Phil Ward

Phil Ward of Lo-Fidelity Allstars/Technically Men breaks cover to answer a virtual torrent of quick questions

Music press cover stories, rave reviews, the Lo-Fis were genuinely the next big thing for a while, right?

“We really were the big hype for a few months. I remember meeting some other up-and-coming band at the time and they said they couldn’t stand us because we took all the front covers away from them.”

And then it all went tits up, care to sum that up for us?

“People just didn’t care about us anymore, pretty basic really. We also took five years to finish our second album, which probably didn’t help.”

You relocated to New York didn’t you. What’ve you been up to over there?
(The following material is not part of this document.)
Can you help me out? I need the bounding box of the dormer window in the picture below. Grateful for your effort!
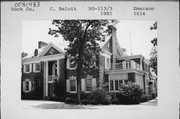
[24,64,31,73]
“I run my unsuccessful Deep Ellum record label [] and I also work in a brewery in Brooklyn. I have a beard and a top knot, so I’ve finally become everything I hate.”

‘Technically Men’ is essentially a lost Lo-Fidelity Allstars album isn’t it?

“Yeah, pretty much. It was written by the same people and all the band played on it. I think after ‘Don’t Be Afraid Of Love’ we just wanted to do something quick and easy with no pressure, no expectations. It took us about a month.”

Care to explain the cover Alexander O’Neal’s ‘Criticize’?

“We loved our 80s soul, the smoother the better. That song seemed right for the album, which is basically us criticising everything. All the songs are based on various situations and people we’d met. We were all pissed off with the whole music industry. We were pretty sick of Brighton by that point, a load of middle class hipsters everywhere.”

The swearing is very impressive. Do you have a favourite line?

“I love the line from ‘Don’t Send Me Away’: ‘The court of King Knobhead is now in session / The stupidest man in the world / Talking like a big man / But blubbing like a little girl’. It was one of Johnny’s best lines. We can all relate to being King Knobhead.”

Why so angry?

“I think we knew our time in the spotlight was coming to an end and this raging against the dying of the light was just me shouting a load of bile down a mic. I’m much mellower now.”

Did it help to get all that out?

“Oh yeah, it felt great. But it also just felt good to finish it and leave it behind. I don’t think any of us wanted to go back out there and start talking about an album again. Although now I’m very happy to talk about it, obviously.”

Always liked the Lo-Fi’s stage names, you had one for this didn’t you?

“Johnny christened me Jeff Bile, a disgruntled travelling salesman, which is why we all wore our crap wedding suits at the few shows we did play. We wanted to look like the worst pub band you’d ever seen.”

We lost Johnny “The Slammer” Machin to cancer last year. A cracking drummer and all-round top chap…

“Johnny was the funniest, most talented person I’ve ever met. Also a life-long Leicester City fan, so he got to experience their glorious year. He introduced us to so much great music and so many great books. Go try and find a song called ‘Nova’ by Rhonda Scott, it’s one of the most incredible things he played me. He’s missed by all of us. All the proceeds from this release will be going to Cancer Research UK in memory of him.”